Controversy over the disputed Cherokee identity of the artist Jimmie Durham—who is not enrolled in any tribe—has erupted this year as his major retrospective, organised by the Hammer Museum in Los Angeles, travels across the US. But the debate has also amplified calls for US institutions to address the scarcity of Native American art in mainstream contemporary collections and exhibition programmes.
“There is not enough contemporary Native American representation in major American museums to contextualise or challenge what his work has to offer,” says the artist Jeffrey Gibson, who is half-Cherokee and a member of the Mississippi Band of Choctaw Indians. “Instead it appeared to the Native community that [Durham] is the only one listened to and exhibited at this level.”
Gibson spoke at a panel discussion last month at New York’s Whitney Museum of American Art, the current venue of Jimmie Durham: at the Center of the World (until 28 January 2018), which considered the show as a springboard for institutional change. The museum has no department for Native American art and says in a statement that it “does not have a strong enough history of acquiring, displaying or promoting the work of Native artists”. It created an internal group of curators and educators last year to “advance this conversation” in its shows and permanent holdings.
“Museums are becoming more inclusive, and not just in relation to Native art,” says Candice Hopkins, a curator of Documenta 14 this year, where indigenous artists and communities, such as the Sámi of northern Europe, were well represented.

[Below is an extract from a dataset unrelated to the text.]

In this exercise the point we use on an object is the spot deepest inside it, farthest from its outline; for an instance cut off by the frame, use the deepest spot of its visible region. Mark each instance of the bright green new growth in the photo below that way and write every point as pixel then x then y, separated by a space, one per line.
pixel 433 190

Hopkins, who is of Tlingit descent, from the Pacific Northwest, is co-organising the first major survey exhibition of contemporary Native American art from the 1950s to the present for Crystal Bridges Museum of American Art in Bentonville, Arkansas. The show, of 75 works by artists such as Fritz Scholder and Kay WalkingStick, is due to open next autumn and travel to venues in the US and Europe.

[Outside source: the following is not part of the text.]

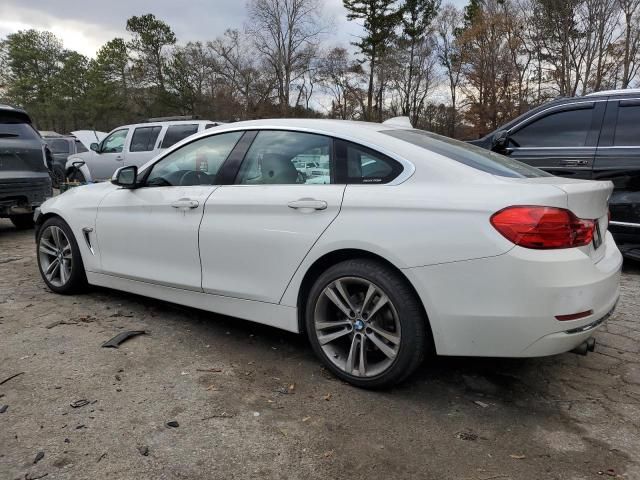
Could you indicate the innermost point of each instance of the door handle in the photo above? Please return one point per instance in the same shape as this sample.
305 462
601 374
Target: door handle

“There’s so much more going on right now than there was even ten years ago,” Gibson says. He credits the influence of Kathleen Ash-Milby, an associate curator at the Smithsonian National Museum of the American Indian in New York, who is a member of the Navajo Nation, and John Lukavic, a curator in the Native Arts department at Denver Art Museum (DAM). The DAM launched a residency for Native artists in 2012 and will mount a mid-career survey of Gibson’s work next year (Like a Hammer, 13 May-12 August 2018).
Yet the rising interest in the field in the US “pales compared to events in Canada”, says the Regina-based artist and curator David Garneau, who is Métis, one of Canada’s aboriginal peoples. Unlike their US peers, indigenous artists in Canada are supported by government grants.
Garneau says that the Canada Council for the Arts and other institutions “have engaged in a process of indigenisation” thanks to the country’s seven-year Truth and Reconciliation Commission. Its landmark final report in 2015 published 94 Calls to Action in areas ranging from healthcare to culture to “redress the legacy” of the abusive residential schools that removed indigenous children from their communities. This process “has been matched, even proceeded, by an increase in quality and invention in indigenous art practices”, Garneau says.
The 150th anniversary of Canada’s confederation this year has led to exhibitions confronting the trauma of indigenous people, including Shame and Prejudice: a Story of Resilience, a nine-venue touring show of history paintings by the artist Kent Monkman of the Fisher River Cree Nation.
Meanwhile, the country’s prestigious Sobey Art Award was awarded to the Mi’kmaw artist Ursula Johnson in October for work that “redefines traditional materials and reimagines colonised histories”. On the international stage, the Inuit video collective Isuma has been selected to represent Canada at the 2019 Venice Biennale.
Curatorial initiatives are also underway. The Art Gallery of Ontario in Toronto recently renamed its Canadian art department to cover Canadian and indigenous art and appointed the Anishinaabe-kwe curator Wanda Nanibush to a new post for indigenous art. She believes that indigenous curators “bring a deeper understanding of the history of indigenous aesthetics” and aims to give more “real estate” to contemporary indigenous art, in standalone displays and with works by other Canadian artists.
“There’s very strong work being made [by indigenous artists] in Canada at the moment,” says Gregory Burke, the director of the Remai Modern museum in Saskatoon, which opened in October and will be the last stop for Durham’s retrospective next spring (23 March-5 August 2018). Collecting contemporary indigenous art is a “key priority” for the museum, he says.
Giving these artists a presence in major contemporary institutions is “necessary”, Nanibush says. “It contemporises us—it says that we’re still here.”